REST-Style Web API

(2Q19)


eXist-db provides a REST-style (or RESTful) API through HTTP, which provides a simple and quick way to access the database. To use this API, all one needs is an HTTP client, which is provided by nearly all programming languages and environments. Or simply use a web-browser…

Introduction

In the standard eXIst-db configuration, the system will listen for REST request at:

http://localhost:8080/exist/rest/

The server treats all HTTP request paths as paths to a database collection (instead of the file system). Relative paths are resolved relative to the database root collection. For instance:

http://localhost:8080/exist/rest/db/shakespeare/plays/hamlet.xml

The server will receive an HTTP GET request for the resource hamlet.xml in the collection /db/shakespeare/plays. Itr will look for this collection and check if the resource is available. If so, it will retrieve its contents and send this back to the client. If the document does not exist, an HTTP 404 (Not Found) status response will be returned.

To keep the interface simple, the basic database operations are directly mapped to HTTP request methods wherever possible:

GET

Retrieves a resource or collection from the database. XQuery and XPath queries may also be specified using GET's optional parameters applied to the selected resource. See GET Requests.

PUT

Uploads a resource to the database. If required, collections are automatically created and existing resources overwritten. See PUT Requests.

DELETE

Removes a resource (document or collection) from the database. See DELETE Requests.

POST

Submits an XML fragment in the content of the request. This fragment specifies the action to take. The fragment can be either an XUpdate document or a query request. Query requests are used to pass complex XQuery expressions too large to be URL-encoded. See POST Requests.

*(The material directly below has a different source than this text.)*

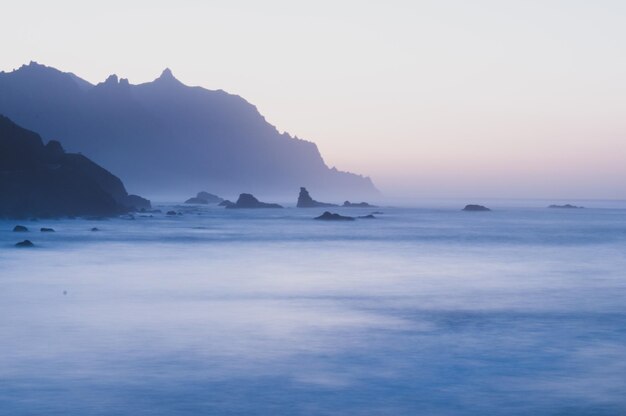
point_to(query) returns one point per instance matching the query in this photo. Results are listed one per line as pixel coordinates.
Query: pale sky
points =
(441, 98)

When running eXist-db as a stand-alone server(when the database has been started using the shell-script bin/server.sh (Unix) or batch file bin/server.bat (Windows/DOS)), HTTP access is supported through a simple, built-in web server. This web server has limited capabilities, restricted to the basic operations defined by eXist's REST API (GET, POST, PUT and DELETE).

When running in a servlet-context (the usual way of starting eXist-db), this same server functionality is provided by the EXistServlet.

Both the stand-alone server and the servlet rely on Java class org.exist.http.RESTServer to do the actual work.

HTTP Authentication

Authentication is done through the basic HTTP authentication mechanism so only authenticated users can access the database. If no username and password are specified, the server assumes a "guest" user identity, which has limited capabilities. If the username submitted is not known, or an incorrect password is submitted, an error page (403 - Forbidden) is returned.

GET Requests

If the server receives an HTTP GET request, it first checks the request for known parameters. If no parameters are given or known it will try to locate the collection or document specified in the URI database path and return a representation of this resource the client.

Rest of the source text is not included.